Customer data typed into a chat box is still under the law
Many organizations assume that pasting customer or employee data into an AI chat box to help draft work is an internal matter nobody sees. The reality is that when that data is personal data, the act falls squarely under Thailand’s Personal Data Protection Act B.E. 2562 (PDPA). Most AI tools also process on servers abroad, which brings the stricter rules on cross-border data transfer into play as well.
This article is organized as a checklist a team can actually tick through, covering the lawful basis, data minimization, cross-border transfer, vendor contract terms, data subject rights, breach response, and an internal AI-use policy. The goal is to let executives and the relevant functions answer the key questions before they press go.
This article is information to build understanding and ask the right questions, useful for framing internal work. Decisions with binding legal consequences should go through legal counsel and follow the latest PDPC guidance, because the sub-regulations and the list of destination countries are still evolving.
Update box: rules and guidance are still moving (June 2026)

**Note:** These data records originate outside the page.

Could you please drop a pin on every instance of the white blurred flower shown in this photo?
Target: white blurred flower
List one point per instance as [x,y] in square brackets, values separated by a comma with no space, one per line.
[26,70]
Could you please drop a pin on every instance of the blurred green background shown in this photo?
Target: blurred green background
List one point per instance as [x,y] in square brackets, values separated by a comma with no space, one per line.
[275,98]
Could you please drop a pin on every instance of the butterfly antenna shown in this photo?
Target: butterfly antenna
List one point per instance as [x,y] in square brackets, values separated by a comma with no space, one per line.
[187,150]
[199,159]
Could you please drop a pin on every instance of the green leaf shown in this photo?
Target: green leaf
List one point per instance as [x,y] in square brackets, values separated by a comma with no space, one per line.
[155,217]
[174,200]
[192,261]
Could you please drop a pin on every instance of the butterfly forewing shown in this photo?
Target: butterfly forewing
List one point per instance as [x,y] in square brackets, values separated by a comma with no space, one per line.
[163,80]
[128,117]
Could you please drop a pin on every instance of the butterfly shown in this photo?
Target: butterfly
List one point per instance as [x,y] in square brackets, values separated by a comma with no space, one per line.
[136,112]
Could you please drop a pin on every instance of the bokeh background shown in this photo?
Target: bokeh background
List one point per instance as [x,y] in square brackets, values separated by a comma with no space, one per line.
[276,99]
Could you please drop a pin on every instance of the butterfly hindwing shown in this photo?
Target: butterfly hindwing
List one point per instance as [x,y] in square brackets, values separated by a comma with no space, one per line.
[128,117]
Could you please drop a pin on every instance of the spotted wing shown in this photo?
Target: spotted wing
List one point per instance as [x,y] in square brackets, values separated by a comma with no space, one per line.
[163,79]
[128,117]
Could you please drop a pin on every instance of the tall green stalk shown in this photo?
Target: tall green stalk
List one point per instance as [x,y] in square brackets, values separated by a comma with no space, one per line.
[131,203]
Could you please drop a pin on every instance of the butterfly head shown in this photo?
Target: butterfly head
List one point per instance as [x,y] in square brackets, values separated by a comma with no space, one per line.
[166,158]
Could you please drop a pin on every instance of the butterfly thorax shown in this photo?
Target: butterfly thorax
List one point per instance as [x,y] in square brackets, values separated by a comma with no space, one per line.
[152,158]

The PDPA framework is already in force, but sub-regulations and guidance keep being issued. Points worth keeping current:
- The sub-regulations on cross-border data transfer were published in the Government Gazette on 25 December 2023 and came into force on 24 March 2024, covering both the criteria for adequate destination countries and the BCR and appropriate-safeguards mechanisms.
- As of now the PDPC has not yet published a list of destination countries deemed to have adequate standards, so the “safe destination” route cannot yet be relied on in practice. Organizations must lean on other mechanisms such as consent or standard contractual clauses.
- Each AI provider’s policy, such as terms on not using data to train models, can change and differs across vendors. Read each vendor’s latest contract yourself.
- Always treat the PDPC announcements at pdpc.or.th as the latest source.
Part 1: Lawful basis and consent
Before using any set of personal data with AI, you must first be able to answer what basis gives the organization the right to use it. The PDPA requires a lawful basis for collecting, using, or disclosing personal data at all times. For general data this often relies on clear consent, or another basis the law allows, such as performance of a contract or legitimate interest.
Tick before you start
- You can state the lawful basis for each set of data that will be fed into AI.
- If relying on consent, check whether the original scope of consent covers processing with AI.
- For sensitive data such as health, religion, or criminal records, review the stricter conditions that apply before use.
- Record the lawful basis and purpose of use in writing.
A common slip is taking data collected for one purpose and using it with AI for another, without reviewing whether the original basis still covers it.
Part 2: Collect and feed only what is necessary
The PDPA sets the principle of collecting only data necessary for the purpose. This principle runs against the habit of AI use, where it often feels that the more you feed in, the more accurate the result. The practice that reduces risk is to feed in only the data genuinely necessary for the output.
Tick before you feed
- Strip out fields that are not necessary for the result, such as name, address, or phone number, if they do not make the work more accurate.
- Consider whether aggregated data can be used in place of individual-level data.
- Mask or remove identifying data before feeding when the work does not need real identities, such as replacing names with codes or removing national ID numbers.
- Periodically review the data sets the AI system holds, and delete what is no longer necessary.
Masking or removing identifying data before feeding substantially lowers PDPA risk when that data can no longer be linked back to an individual.
Part 3: Cross-border data transfer (the most commonly forgotten point)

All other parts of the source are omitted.